1063 Bana Mâlik, Yahya ibn Saîd'den; o da Amre bintu Abdirrahmân'dan; o da Âişe (r.anha)'den tahdîs etmiştir. Bir Yahûdî kadın birşey istemek için Âişe'nin yanına gelmiş ve ona: Allah seni kabir azabından korusun diyerek duâ etmiş. Bunun üzerine Âişe, Rasûlüllah'a: İnsanlar kabirlerinde azâb edilirler mi? diye sormuş. Rasûlüllah da: "Ondan (yani kabir azabından) Allah'a sığınırım'' buyurmuştur.
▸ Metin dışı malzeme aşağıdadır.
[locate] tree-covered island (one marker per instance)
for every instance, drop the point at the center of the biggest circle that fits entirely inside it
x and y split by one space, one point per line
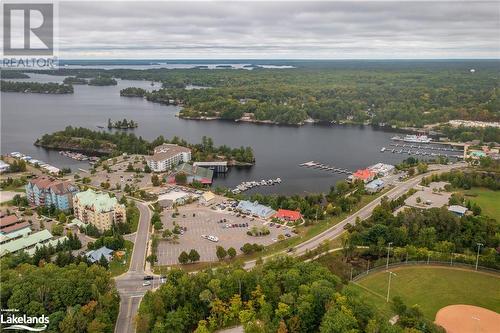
75 80
116 143
122 124
36 87
133 92
102 81
394 93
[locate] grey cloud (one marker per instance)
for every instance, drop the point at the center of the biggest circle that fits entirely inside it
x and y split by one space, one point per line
351 29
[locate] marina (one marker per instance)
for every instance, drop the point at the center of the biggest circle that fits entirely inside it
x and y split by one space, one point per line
245 186
30 160
324 167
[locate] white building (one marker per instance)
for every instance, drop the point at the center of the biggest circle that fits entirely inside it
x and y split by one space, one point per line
168 155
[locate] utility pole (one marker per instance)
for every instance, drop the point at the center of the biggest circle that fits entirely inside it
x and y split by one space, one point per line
477 257
389 285
388 251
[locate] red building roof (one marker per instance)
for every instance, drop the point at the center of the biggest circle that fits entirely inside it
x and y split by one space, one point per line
364 174
5 221
290 215
15 227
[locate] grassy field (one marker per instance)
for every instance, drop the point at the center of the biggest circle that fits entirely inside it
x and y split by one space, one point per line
486 199
432 288
117 267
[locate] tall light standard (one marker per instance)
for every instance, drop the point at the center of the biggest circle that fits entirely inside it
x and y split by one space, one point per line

1064- Sonra Rasûlüllah, (oğlu İbrahim'in vefatı sebebiyle) sabah vakti bir bineğe binip çıktı. Derken güneş tutuldu. Rasûlüllah kuşluk vaktinde (cenazeden) döndü de (ailelerine mahsûs olan) hücreler arasına uğradı. Sonra (mescidde) ayağa kalkıp namaza durdu. İnsanlar da arkasında namaza durdular. Rasûlüllah uzun bir kıyam yaptı, sonra uzun bir rükû' yaptı. Sonra rukû'dan yükselip uzunca bir kıyam daha yaptı. Bu, evvelki kıyamdan kısa sürdü. Sonra uzun bir rükû' daha yaptı; bu da evvelki rukû'dan kısa sürdü. Sonra rukû'dan yükseldi ve uzun bir secde yaptı. Sonra ayağa kalktı, yine uzun bir kıyam yaptı. Bu da evvelki kıyamdan kısadır. Sonra uzun bir rükû' yaptı. Bu rükû' da evvelkinden kısadır. Sonra tekrar uzun bir kıyam yaptı. Bu da evvelki kıyamdan kısa sürdü. Sonra uzun bir rükû' daha yaptı ki, bu da evvelki rukû'dan kısadır. Sonra secde yaptı. Bu secde, evvelki sucûddan kısa sürdü. Sonra namazdan çıktı. Müteakiben Rasûlüllah (hutbede) Allah ne söylemesini diledi ise onları söyledi. Sonra sahâbîlerine kabir azabından Allah'a sığınmalarını emretti.